Quote from: Evil Genius on August 23, 2012, 07:49:26 PM
Quote from: Eamonnca1 on August 23, 2012, 07:40:46 PM
I think you should try it, EG. And do plenty of it so you can research the topic comprehensively.
I'd rather shove a bottle up my own arse than mess with Boosting, thanks very much.

Actually, on second thoughts, I'd rather shove one up your arse.

At least that way, we both might get what we want... ;)
now that is a strange image!

Lar Naparka

Me oul' fella's football manager was a man ahead of his time.. I'm convinced that quare hawk  knew all about Boosting, body and soul.
The manager, who was also the parish priest, used to get the team to kneel down before the start of a match so he could give them all general absolution.
Not that any of them had done anything wrong and even if they had, they could call to see him during office hours. It wasn't their past misdeeds that concerned him at that time; he was giving them spiritual insurance to free them from the dangers of Mortal Sin when they took the field.
"Retaliate first and often," could well have been his motto!

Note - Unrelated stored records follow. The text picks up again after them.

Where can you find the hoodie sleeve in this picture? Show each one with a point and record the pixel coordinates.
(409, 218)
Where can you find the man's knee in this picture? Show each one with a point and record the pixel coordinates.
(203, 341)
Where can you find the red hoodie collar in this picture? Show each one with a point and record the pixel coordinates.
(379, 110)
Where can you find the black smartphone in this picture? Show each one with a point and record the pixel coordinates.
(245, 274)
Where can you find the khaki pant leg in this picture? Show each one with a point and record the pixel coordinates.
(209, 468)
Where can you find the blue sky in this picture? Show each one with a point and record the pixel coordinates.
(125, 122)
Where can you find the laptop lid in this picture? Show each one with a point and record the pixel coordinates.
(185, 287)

Invariably the parting admonition to his troops was, "Remember men, ye are from Swinford and if ye come back  in with blood on yeer shirts, let it not be yeer own.!"
Then, having seen to the spiritual side of things, he proceeded to the physical Boosting stage.
He would lead them out  as far as the sideline where he'd lay into them his blackthorn stick as they they ran onto the pitch.
He reckoned that a few whacks of his cudgel was the best way to get the mind focussed and the blood flowing.
(The same Man  of God managed Mayo to their first AI success in '36. Maybe the time has come for James Horan to go out and buy a hefty shillelagh.) ;D
He didn't confine his Boosting techniques to the use of his stick either. Anyone who came close enough might get a fist to the butt of the lug as me dad would put it. And that wasn't the end of it either, as they say.
Legend has it that when he was on top of his form, many a man would have a sore back, a thick ear and a pain in the hole before he came to grips with the enemy. The holy father was also noted for his fancy footwork and could use stick, boot and big toe simultaneously.
The same team never won much, which wasn't a surprise, given that most were well and truly crocked before they made it to the field.